Não haveria a obrigatoriedade de
se trabalhar oito horas por dia ou mesmo os cinco dias da semana e, com isso,
sobraria tempo para que o mesmo pudesse usufruir o restante de seu tempo em
outro tipo de atividade. Viagens ou um hobby qualquer.
Trago essa ideia de um ocorrido
em minha carreira. Atuava em uma empresa de prestação de serviços que passava
por dificuldades pois seu principal contratante havia solicitado um tempo para
se organizar melhor e refreou os contratos deixando a empresa á míngua durante
um bom espaço de tempo. A empresa, na melhor das boas intenções reteve seus
principais quadros na ideia de preservar o conhecimento e o capital humano, mas
chegou o momento em que houve a necessidade de cortar alguns funcionários. Eu e alguns amigos entramos nesse corte, mas diante
da alegação da empresa fizemos uma contraproposta de reduzir nossos contratos
para cem, ao invés de cento e sessenta horas mensais de trabalho e remuneração.
Com isso poderíamos nos unir e tentar tocar outros projetos em paralelo que
poderiam nos proporcionar outras rendas ou mesmo ter mais tempo com a família.

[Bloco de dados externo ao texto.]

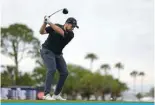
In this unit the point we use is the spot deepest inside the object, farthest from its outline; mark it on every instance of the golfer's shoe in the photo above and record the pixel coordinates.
(48, 97)
(58, 97)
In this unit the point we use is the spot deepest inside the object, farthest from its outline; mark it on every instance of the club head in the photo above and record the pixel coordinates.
(65, 11)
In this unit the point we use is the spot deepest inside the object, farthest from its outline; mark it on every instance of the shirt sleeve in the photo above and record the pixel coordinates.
(49, 29)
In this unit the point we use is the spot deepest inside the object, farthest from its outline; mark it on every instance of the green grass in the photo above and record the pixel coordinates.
(68, 101)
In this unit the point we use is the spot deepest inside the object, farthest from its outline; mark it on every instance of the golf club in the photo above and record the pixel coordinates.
(64, 11)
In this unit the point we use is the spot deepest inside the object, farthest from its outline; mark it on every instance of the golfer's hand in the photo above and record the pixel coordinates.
(47, 20)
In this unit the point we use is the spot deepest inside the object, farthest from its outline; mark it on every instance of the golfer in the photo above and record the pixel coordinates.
(51, 53)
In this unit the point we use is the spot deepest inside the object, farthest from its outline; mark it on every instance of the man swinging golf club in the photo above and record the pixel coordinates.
(51, 53)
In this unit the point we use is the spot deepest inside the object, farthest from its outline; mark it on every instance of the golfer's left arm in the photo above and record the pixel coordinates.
(56, 28)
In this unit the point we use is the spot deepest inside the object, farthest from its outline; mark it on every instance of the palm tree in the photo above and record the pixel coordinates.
(106, 67)
(92, 57)
(142, 74)
(119, 66)
(134, 75)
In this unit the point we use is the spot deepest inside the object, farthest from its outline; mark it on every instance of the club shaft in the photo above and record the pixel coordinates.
(55, 13)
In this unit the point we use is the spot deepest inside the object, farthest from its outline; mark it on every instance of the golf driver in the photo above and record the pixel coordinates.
(64, 11)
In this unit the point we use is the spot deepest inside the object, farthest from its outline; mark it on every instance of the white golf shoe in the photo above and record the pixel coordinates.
(48, 97)
(58, 97)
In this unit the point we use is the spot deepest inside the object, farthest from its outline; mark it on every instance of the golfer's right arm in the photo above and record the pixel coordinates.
(42, 29)
(53, 26)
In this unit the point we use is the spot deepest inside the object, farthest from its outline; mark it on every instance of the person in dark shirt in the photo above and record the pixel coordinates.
(51, 53)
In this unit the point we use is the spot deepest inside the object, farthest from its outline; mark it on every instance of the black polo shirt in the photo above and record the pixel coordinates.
(56, 42)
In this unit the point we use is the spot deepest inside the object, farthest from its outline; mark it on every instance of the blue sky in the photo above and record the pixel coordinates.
(115, 30)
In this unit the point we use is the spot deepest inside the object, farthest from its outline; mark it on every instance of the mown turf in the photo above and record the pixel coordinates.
(68, 101)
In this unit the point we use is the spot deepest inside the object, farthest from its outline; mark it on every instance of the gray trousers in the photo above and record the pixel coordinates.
(54, 62)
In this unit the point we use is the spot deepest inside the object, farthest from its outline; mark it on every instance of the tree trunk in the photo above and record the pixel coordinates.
(134, 85)
(118, 74)
(91, 64)
(15, 47)
(141, 84)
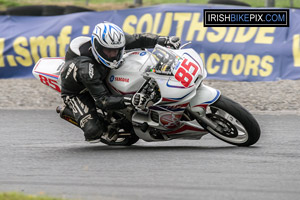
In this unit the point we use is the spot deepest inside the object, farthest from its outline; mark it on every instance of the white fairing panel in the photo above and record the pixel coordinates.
(47, 70)
(128, 78)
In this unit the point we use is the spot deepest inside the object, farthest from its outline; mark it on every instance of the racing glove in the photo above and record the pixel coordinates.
(172, 41)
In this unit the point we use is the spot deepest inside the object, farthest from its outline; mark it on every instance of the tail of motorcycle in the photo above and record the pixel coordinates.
(224, 118)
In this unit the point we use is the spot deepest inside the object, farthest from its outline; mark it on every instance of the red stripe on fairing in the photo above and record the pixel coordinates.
(60, 58)
(52, 75)
(186, 128)
(115, 89)
(169, 100)
(201, 105)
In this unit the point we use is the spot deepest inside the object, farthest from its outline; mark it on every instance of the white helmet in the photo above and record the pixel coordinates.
(109, 36)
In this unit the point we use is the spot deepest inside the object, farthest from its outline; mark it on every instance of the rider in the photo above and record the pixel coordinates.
(87, 63)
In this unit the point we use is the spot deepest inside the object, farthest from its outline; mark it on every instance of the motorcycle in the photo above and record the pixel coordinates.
(170, 100)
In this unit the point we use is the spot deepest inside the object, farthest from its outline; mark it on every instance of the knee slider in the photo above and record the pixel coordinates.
(93, 130)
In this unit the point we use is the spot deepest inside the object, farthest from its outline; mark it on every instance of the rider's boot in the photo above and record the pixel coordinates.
(67, 114)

A
proposta foi bastante bem aceita, mas seria ótima se fosse alguns meses antes.
Naquele momento as finanças já não permitiam tal manobra. Os empregadores disseram
que cogitaram tal proposta, mas acreditaram que ela não seria aceita por nos e
ficaram surpresos quando da nossa proposta.

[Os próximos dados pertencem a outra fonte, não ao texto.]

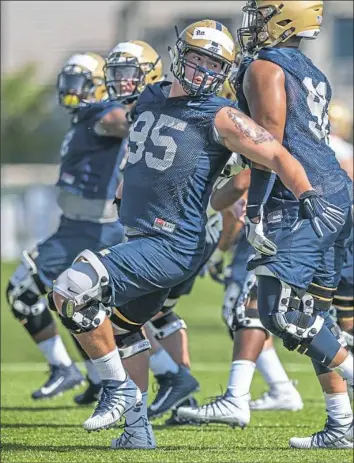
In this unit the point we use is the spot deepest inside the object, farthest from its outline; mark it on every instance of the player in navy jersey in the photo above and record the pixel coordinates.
(89, 169)
(181, 139)
(298, 267)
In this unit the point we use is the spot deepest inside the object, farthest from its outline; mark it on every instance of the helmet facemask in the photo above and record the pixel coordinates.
(126, 77)
(76, 88)
(253, 34)
(212, 80)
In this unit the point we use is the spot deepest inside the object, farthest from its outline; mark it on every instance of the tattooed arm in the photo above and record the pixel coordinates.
(240, 134)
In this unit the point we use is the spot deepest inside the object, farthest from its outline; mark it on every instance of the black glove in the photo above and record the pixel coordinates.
(117, 202)
(320, 212)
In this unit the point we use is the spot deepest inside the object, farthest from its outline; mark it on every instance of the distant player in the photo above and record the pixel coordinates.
(89, 170)
(182, 137)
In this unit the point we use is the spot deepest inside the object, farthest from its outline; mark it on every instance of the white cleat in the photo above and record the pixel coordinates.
(274, 399)
(334, 436)
(136, 436)
(115, 400)
(226, 409)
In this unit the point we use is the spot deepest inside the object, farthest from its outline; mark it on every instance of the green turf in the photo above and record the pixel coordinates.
(51, 431)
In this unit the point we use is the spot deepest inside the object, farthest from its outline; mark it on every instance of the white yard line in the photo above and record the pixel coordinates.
(196, 366)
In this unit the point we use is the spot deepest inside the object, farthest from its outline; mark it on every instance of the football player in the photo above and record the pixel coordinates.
(130, 66)
(283, 91)
(181, 139)
(169, 354)
(86, 188)
(341, 120)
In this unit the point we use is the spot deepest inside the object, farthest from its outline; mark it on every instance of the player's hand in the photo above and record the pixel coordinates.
(216, 266)
(255, 236)
(319, 212)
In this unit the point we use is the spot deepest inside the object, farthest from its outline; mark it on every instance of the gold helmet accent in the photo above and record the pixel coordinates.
(267, 23)
(130, 67)
(81, 81)
(206, 37)
(341, 120)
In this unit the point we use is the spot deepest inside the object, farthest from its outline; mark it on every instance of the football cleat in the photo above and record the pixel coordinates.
(90, 395)
(136, 436)
(225, 409)
(115, 400)
(333, 436)
(174, 388)
(61, 379)
(274, 399)
(174, 420)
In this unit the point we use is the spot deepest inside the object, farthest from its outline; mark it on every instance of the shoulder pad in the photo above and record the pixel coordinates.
(152, 93)
(96, 108)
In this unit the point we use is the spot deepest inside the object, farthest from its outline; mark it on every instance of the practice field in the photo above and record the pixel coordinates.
(51, 431)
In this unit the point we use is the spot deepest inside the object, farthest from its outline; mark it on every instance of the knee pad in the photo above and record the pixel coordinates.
(289, 313)
(167, 324)
(25, 294)
(235, 314)
(248, 319)
(319, 368)
(130, 344)
(344, 307)
(25, 290)
(85, 287)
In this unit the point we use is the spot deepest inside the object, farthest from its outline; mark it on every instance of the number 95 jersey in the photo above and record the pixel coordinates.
(173, 163)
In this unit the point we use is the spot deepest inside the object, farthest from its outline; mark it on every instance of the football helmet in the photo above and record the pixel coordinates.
(206, 37)
(267, 23)
(81, 81)
(341, 120)
(130, 66)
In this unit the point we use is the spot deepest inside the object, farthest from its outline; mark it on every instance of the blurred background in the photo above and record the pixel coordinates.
(37, 37)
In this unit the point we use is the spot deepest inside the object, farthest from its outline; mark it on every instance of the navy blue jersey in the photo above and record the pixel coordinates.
(89, 162)
(306, 131)
(173, 163)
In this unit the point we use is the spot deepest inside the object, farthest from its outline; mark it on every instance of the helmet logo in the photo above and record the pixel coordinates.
(219, 37)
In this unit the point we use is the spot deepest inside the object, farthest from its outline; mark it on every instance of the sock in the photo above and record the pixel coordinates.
(241, 376)
(110, 367)
(270, 367)
(338, 407)
(345, 369)
(55, 352)
(92, 372)
(134, 414)
(161, 362)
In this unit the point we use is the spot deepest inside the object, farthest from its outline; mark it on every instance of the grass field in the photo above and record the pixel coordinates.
(51, 431)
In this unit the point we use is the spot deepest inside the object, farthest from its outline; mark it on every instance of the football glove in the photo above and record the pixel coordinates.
(320, 213)
(255, 236)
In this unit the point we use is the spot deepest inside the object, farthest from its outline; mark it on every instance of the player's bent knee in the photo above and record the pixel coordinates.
(167, 324)
(81, 294)
(287, 312)
(132, 343)
(25, 295)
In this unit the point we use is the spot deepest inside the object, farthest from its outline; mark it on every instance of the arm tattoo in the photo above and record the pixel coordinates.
(254, 132)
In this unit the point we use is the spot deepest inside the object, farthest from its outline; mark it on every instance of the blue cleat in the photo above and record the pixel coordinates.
(61, 379)
(90, 395)
(174, 388)
(116, 399)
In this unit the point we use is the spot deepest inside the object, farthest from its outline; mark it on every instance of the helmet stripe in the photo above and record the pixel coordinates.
(218, 26)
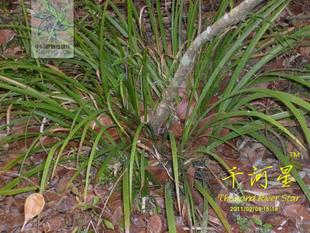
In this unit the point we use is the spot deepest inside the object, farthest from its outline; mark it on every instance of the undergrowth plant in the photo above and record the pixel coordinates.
(94, 109)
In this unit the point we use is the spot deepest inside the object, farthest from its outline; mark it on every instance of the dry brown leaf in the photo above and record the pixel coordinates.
(34, 205)
(6, 35)
(155, 224)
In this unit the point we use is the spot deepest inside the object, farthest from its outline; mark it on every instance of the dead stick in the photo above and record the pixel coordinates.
(186, 65)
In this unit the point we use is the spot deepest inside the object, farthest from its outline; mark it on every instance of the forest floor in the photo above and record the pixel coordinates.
(282, 209)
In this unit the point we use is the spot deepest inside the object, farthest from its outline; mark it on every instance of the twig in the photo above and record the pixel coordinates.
(187, 62)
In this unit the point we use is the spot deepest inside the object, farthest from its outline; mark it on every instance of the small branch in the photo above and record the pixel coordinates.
(187, 63)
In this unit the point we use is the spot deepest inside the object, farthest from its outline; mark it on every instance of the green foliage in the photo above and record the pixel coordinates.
(117, 73)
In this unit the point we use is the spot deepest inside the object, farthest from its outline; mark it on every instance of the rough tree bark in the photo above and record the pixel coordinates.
(162, 112)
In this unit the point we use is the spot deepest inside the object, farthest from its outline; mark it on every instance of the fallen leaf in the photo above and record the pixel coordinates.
(155, 224)
(6, 35)
(34, 205)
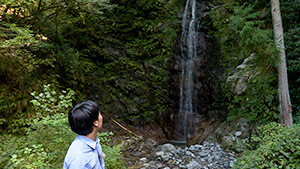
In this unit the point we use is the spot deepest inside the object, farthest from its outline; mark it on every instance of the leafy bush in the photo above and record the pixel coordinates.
(50, 102)
(274, 146)
(48, 137)
(243, 33)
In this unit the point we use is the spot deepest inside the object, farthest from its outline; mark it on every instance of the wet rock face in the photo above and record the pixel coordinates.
(150, 154)
(205, 75)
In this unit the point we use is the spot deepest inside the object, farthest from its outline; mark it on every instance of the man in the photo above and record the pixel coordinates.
(85, 151)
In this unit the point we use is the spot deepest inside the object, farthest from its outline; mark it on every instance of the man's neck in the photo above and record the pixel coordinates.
(92, 135)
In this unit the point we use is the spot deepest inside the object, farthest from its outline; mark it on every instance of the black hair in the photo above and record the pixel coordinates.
(82, 117)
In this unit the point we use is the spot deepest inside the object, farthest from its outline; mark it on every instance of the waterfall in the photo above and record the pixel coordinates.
(188, 55)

Postergar a aposentadoria e
prolongar o tempo de atividade profissional nos mesmos moldes de subempregos
atuais certamente não seria uma proposta aceita de bom grado, mas certamente ainda
nos resta muita lenha para queimar após os cinquenta anos. A proposta é a de
oferecer aquilo que ainda não conseguimos. Dignidade, humanidade em atividade
profissional prazerosa. Para a previdência haveria uma redução de cerca de
metade dos gastos para quem aderir a proposta. Junto com outras tantas
propostas podemos chegar num modelo que possa contemplar o inexorável
amadurecimento da população e quem sabe não podemos mais adiante estender essa
redução de jornada até para os mais jovens?